Beirut : Tens of thousands have returned to their homes in southern Syria since a ceasefire deal between regime ally Russia and rebels to end more than two weeks of deadly bombardment, a monitor said on Sunday.
The deal was largely holding despite air strikes on two areas that killed four civilians, the Syrian Observatory for Human Rights monitoring group said, as rebel evacuations under the deal were postponed.President’s Bashar al-Assad regime is determined to retake control of the key southern province of Daraa bordering Jordan and the Israeli-occupied Golan Heights, seven years after protests there sparked Syria’s civil war. Since June 19, a deadly regime bombardment campaign on the province had caused more than 320,000 people to flee their homes, according to the United Nations, many to the sealed border with Jordan. On Friday, rebels and the regime announced a ceasefire deal, providing for opposition fighters to hand over their heavy weapons and paving the way for a regime takeover of the province.
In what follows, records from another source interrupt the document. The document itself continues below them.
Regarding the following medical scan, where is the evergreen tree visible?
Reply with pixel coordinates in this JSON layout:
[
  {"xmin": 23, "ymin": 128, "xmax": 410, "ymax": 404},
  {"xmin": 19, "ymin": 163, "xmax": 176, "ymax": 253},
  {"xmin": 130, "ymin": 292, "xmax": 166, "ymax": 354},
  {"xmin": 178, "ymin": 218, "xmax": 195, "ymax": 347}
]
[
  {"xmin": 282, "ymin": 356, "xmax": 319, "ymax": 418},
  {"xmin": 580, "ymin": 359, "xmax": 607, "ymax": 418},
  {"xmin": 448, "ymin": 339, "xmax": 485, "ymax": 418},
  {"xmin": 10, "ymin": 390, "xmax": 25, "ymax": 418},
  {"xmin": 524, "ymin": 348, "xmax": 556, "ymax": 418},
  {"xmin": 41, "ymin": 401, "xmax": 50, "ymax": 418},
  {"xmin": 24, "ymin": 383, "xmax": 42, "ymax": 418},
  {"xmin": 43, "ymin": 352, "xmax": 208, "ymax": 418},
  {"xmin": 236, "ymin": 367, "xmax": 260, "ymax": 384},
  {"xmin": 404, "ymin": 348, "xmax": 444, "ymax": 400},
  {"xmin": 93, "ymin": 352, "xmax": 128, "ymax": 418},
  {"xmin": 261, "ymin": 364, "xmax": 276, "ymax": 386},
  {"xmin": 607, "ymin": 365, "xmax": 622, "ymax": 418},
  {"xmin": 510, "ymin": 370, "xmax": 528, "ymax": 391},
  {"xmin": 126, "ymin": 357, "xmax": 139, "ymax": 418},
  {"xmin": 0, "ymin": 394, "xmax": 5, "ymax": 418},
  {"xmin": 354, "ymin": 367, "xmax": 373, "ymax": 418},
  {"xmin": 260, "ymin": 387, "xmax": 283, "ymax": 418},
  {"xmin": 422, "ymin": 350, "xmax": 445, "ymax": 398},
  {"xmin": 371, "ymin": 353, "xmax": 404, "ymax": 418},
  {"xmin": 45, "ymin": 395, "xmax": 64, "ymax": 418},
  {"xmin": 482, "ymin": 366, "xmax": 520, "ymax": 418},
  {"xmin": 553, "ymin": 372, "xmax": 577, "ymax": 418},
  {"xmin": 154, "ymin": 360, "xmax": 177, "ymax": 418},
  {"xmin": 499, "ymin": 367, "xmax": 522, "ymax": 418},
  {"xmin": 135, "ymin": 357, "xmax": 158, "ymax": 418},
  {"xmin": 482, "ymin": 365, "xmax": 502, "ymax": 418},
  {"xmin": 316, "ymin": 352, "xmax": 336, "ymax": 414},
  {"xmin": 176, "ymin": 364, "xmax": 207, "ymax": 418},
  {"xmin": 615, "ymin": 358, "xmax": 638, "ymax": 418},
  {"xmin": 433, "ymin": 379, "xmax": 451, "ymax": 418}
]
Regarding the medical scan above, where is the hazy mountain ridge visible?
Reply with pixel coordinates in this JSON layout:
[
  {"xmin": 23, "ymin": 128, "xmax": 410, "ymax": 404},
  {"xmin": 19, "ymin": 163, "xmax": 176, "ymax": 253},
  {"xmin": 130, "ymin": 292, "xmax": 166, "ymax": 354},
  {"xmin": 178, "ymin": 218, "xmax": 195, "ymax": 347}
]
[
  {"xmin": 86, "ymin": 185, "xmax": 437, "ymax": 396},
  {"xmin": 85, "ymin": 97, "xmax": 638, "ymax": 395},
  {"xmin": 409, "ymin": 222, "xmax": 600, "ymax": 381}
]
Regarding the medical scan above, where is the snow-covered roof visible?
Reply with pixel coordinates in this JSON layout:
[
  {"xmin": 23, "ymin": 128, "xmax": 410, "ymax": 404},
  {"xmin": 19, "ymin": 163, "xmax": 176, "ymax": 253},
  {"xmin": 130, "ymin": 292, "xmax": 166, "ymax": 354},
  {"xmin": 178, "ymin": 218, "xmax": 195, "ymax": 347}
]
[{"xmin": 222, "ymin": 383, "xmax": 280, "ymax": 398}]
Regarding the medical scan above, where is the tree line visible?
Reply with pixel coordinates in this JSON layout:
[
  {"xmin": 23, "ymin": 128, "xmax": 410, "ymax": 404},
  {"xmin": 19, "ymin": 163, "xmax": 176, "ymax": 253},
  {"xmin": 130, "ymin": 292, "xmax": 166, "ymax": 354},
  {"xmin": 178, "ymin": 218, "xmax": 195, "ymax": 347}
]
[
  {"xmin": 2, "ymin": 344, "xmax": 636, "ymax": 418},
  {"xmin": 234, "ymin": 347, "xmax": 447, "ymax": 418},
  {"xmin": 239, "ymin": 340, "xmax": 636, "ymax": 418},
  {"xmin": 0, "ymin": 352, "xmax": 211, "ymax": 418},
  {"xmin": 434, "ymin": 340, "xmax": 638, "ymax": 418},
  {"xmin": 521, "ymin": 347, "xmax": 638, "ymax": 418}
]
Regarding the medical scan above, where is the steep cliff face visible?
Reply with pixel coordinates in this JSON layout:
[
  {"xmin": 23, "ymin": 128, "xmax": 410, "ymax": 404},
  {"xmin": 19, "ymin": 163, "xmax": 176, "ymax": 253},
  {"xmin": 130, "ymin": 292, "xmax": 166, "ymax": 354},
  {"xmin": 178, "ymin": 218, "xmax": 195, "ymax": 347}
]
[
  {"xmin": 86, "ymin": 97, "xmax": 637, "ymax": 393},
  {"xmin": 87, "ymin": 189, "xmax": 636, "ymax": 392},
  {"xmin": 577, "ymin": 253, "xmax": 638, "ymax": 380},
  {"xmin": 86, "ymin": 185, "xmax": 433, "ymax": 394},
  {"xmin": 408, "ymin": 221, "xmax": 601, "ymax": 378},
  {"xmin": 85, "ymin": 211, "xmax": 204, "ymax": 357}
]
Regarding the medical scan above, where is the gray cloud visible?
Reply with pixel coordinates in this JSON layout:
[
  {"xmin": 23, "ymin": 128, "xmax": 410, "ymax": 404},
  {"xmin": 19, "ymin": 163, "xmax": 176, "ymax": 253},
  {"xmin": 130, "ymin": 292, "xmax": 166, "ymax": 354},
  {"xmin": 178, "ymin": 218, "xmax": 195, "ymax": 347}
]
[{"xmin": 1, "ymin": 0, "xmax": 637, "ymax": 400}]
More than 60,000 people have since hit the road from the Jordanian frontier, heading back to their homes in the east or west of the province, the Britain-based Observatory said. Today, the returns were continuing, the Observatory said, even as regime warplanes pounded two areas of the province.
Three civilians were killed in air strikes on Um al-Mayazeen, just five kilometres (three miles) north of the Jordanian border, said the Britain-based monitor.
“Regime forces launched an assault on the village,” Observatory director Rami Abdel Rahman said, two days after they retook control of the key border crossing of Nassib to its south.